The novel: not heading south, any time soon

shackleton man goes south Tony White reading his novel Shackleton's Man Goes South, which is being published by the Science Museum.

Tony White's last "traditional" novel was published by Faber in 2003 – that is, traditional in its form and distribution. Michael Moorcock, writing in the Guardian, said that Foxy-T, a story about call shops and kids in the East End of London, proved that the contemporary novel "has never been more alive". Its riot of street slang and Bengali-cockney idiom expressed the hybrid modernity of the contemporary city. But White's work since has been anything but traditional, and even more contemporary.

In 2012, White was invited by art producers Situations and Bristol city council to create "Missorts", an audiobook app for the centre of the city. It's triggered by GPS as the listener moves through the Temple Meads and Redcliffe areas. White collaborated not only with the council, but app developers, a composer, other writers, local libraries and a local church. It's a permanent public artwork, telling a story about the area, and was accompanied by a novella, Missorts Volume II, available as a paperback or free ebook.

Now the Science Museum has published a new book, and its first novel: Shackleton's Man Goes South. At heart a book about climate change, it's also, says White, "a kind of alternative history of publishing in extremis, examples of the apparent human necessity of finding new ways to tell and share stories, and how the future of writing, publishing and reading might need to be as much in the low-tech past as the hi-tech present".

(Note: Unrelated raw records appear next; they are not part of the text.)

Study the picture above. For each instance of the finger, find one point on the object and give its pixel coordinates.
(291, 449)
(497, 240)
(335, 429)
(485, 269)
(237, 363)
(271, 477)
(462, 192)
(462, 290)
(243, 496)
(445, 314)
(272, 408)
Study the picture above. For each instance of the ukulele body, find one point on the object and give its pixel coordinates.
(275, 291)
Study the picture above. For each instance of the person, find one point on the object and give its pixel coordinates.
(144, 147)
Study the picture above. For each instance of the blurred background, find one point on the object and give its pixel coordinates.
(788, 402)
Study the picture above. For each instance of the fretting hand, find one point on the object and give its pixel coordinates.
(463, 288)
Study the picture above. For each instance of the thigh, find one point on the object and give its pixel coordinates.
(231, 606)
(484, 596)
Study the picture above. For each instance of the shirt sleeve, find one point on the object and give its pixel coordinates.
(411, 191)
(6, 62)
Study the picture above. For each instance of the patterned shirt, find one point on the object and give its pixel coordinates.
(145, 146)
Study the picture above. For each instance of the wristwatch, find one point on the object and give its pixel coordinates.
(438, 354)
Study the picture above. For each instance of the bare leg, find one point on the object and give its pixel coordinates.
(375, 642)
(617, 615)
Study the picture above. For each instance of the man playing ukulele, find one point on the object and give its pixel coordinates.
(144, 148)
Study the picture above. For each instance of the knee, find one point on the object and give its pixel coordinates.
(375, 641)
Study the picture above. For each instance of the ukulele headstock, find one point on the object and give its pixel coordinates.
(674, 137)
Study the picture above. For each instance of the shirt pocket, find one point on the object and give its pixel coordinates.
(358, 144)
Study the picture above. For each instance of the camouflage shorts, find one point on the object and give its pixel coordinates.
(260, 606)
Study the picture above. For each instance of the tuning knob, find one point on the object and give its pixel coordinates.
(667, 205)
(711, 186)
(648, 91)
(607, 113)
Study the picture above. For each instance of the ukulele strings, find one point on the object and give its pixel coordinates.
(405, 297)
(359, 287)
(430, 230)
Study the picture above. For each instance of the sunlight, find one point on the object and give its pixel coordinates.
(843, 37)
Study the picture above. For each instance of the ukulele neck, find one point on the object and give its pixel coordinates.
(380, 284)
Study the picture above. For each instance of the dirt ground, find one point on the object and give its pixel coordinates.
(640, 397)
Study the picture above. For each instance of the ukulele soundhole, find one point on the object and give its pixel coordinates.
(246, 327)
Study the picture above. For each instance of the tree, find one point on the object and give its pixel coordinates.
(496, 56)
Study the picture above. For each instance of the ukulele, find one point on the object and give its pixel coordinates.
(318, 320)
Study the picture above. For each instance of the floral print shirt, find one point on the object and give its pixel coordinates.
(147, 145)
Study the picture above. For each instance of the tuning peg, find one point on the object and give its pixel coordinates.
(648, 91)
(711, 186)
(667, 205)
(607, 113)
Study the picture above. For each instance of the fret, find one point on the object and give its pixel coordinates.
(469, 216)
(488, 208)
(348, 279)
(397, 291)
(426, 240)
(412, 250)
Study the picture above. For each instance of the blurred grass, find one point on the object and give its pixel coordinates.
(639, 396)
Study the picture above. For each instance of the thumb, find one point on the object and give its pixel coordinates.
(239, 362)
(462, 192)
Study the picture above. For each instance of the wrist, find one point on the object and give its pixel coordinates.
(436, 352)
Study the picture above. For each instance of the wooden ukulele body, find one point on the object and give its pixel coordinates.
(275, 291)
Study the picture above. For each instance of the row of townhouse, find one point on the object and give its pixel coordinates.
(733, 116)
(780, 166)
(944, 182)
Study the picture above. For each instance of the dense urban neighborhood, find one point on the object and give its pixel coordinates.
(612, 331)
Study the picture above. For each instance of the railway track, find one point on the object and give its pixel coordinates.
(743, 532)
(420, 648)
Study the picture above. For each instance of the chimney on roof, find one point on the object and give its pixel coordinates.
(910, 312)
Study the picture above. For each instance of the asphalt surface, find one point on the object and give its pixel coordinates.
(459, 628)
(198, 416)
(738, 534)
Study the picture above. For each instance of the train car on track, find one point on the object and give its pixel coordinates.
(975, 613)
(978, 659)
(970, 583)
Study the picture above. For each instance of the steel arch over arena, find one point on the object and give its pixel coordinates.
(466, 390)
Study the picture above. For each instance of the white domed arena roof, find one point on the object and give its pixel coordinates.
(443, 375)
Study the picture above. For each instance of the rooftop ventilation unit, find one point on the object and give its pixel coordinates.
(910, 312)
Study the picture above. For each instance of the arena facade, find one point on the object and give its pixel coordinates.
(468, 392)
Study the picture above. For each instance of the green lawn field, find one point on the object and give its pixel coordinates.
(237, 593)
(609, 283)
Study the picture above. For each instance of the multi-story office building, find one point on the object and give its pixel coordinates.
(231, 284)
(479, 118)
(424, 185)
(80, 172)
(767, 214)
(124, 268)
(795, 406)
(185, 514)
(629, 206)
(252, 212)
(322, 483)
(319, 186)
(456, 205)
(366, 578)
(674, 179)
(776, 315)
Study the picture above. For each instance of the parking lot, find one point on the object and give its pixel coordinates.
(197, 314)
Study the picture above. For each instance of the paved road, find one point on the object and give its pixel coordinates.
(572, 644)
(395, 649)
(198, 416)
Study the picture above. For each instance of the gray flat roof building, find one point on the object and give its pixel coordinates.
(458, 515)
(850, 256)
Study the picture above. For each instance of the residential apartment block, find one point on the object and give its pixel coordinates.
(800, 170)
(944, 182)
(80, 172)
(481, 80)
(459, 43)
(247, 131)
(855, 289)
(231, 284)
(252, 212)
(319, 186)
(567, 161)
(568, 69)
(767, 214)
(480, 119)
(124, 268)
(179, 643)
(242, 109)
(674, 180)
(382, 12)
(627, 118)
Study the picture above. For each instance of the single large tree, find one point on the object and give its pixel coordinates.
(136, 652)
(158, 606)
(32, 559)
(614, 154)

Visitors to the museum's Atmosphere gallery can download the novel for free – as can anyone from its website. (Physical copies can be bought from the museum's shop too.) For White, these collaborations allow him to explore the possibilities of writing further, and see their effects more directly: "As the physical square footage of the traditional book trade diminishes, these commissions have given me the chance to engage directly with readers and to learn from them."